Sinister: as for me, i wish that i was anywhere, with anyone, making out.
lindsey baker
halighhalou at xxx.com
Mon Feb 18 23:14:46 GMT 2002
hello sinister.
i saw him for the first time in six months on valentine's day, of all days.
i decided that day to walk myself and my miniskirt right on out of poetry
class at the break. i tightened my scarf around my throat, and snapped up my
red jacket. i had to have a bit of v-day glory, i thought, to balance out
the all-black attire i had chosen for the godforsaken day.
i left the building, walked into the february air that for some reason feels
more like late march. early spring. when things are supposed to breathe and
lift up and out of their hiding places. but i know it's still winter and
still february because everything is shrouded.
i decided i'd finally break down and buy my first pack of fags. nobody likes
a bummer, really, and i can only charm so many cigarettes out of people with
my flashing eyes and teeth. i don't know why i smoke them, really. maybe
it's to look cool, to be a part of the scene. i have written that i like the
dizzy feeling they leave me with, like i have just kissed a forbidden boy,
and my chest is tight and heaving with restraint. but the boys taste better.
i started the walk from campus to downtown, the first time i had ever
ditched in the middle of a class to walk somewhere. i suppose somehow since
the diagnosis i feared my feet wouldn't work for long enough to carry me
that far; they did. i called paul to tell him why i had been crying eariler
that day when i ran into him coming out of the union. the tears were still
stinging, and he told me i was too worried, too silly. and too good,
besides.
and i walked in circles along the sidewalks, streets of cobblestone of which
downtowns in nebraska are so fond. i walked past the photography shop where
i bought black and white film for my photo class, past the coffee shop where
mandee and i defiled a bathroom (well, really mandee. but that's just
because she's a delinquent like that.) and i retrudged half the path i
walked with the boy about a month ago. actually, exactly a month ago
tomorrow.
and then. about a block away from the cigarette shop. i saw him. trying to
get my attention, waving his hand and grinning like we had just parted ways
that morning for class. i told paul goodbye, and closed my mobile, and cried
as i ran to him, saying that on that day, of all days, i should see him.
he always gave me good, long hugs. and he did then. he asked me how i was,
and we attempted, feebly, to catch each other up on lives led apart and away
and together. we sought each other, then, for the people we knew, but i
think we came up with new people. haunted people. i told him i had been
asking about him. but had heard nothing.
he told me he didn't do drugs anymore. and i cried again.
he walked with me, told me what he was doing, that he was happy. i told him
about this summer, about my confusion with the way things are. he told me he
had dropped out of college, was working and reading and in love with a girl.
i told him i was jealous of him.
and then he told me he was getting married, and for a moment or two, there
on the street, i wondered why he wasn't marrying me.
next month, he said, and the two of them are going to the justice of the
peace. he walked to the cigarette shop with me, and directed me to the
french kind he always used to smoke when he went out with me. for a long
time, i looked only at his mouth, and thought how his life was so governed
by it, and how, for a while, it had governed my life, too.

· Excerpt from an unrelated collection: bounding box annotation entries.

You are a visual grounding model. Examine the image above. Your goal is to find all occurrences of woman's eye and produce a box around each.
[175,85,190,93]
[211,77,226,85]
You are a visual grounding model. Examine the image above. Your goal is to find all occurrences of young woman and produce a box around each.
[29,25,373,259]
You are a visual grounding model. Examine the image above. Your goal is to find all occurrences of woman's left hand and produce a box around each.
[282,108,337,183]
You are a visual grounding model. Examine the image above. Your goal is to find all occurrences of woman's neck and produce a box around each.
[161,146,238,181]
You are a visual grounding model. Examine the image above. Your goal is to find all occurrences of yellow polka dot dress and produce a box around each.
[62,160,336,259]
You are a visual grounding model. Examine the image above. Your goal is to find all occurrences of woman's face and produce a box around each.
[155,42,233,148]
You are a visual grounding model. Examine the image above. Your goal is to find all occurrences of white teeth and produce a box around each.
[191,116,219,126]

we walked to his car, a new one, and knew then that we were parting again. i
didn't want it to really be the last time, and maybe it won't be. but it was
the end, then, of something, and he held me for too long and not long
enough, just like he always did. he apologized for ever being a burden to
me.
and i told him he never was. that i loved him. that i still love him.
and he said he loved me. and that i was amazing. and then.
he was gone.
i took the damn pink lenses away from my eyes, so they wouldn't get streaked
with mascara. i didn't know when i would stop crying, then. i walked back to
the paper without my glasses, and for the first time in a few weeks, i
really saw.
i used to always say to marc that i believed in the cliche. it is better to
have loved and lost than never to have loved at all. in the last few weeks,
i said damn the cliche, because it isn't true. love is overrated, right? and
who needs it. not me. so there. it is better to have always been alone, to
never know what it is to love, especially when the love will some day be
taken away.
i didn't think i could really live with a heart so broken.
but then. i saw him. and i knew this valentine's day that i really had loved
marc the way he wanted me to all along. we both knew it thursday, and i was
glad of it.
i remember last year he told me if he had money, i would have had flowers
and candy and all manner of crap valentine's day items. but because he was
poor, all he could give me was that he thought of me always, and i was never
alone.
and i told him that was enough.
and it was. and it still is.
and even if i never have love for long, or miss it when i do have it, it is
better, after all, to have had it at all, even in its smallest measure.
message to bron: love, my suggestion for you is to ditch class and take your
worldly backpack for a walk through the nearest downtown area. not a remedy
for living life the way you are supposed to, but certainly a temporary
band-aid for the wounds of the real fucking world.
someday, we'll wish we did have someone around to tell us how everything
works, because figuring it out for ourselves just hurts too much.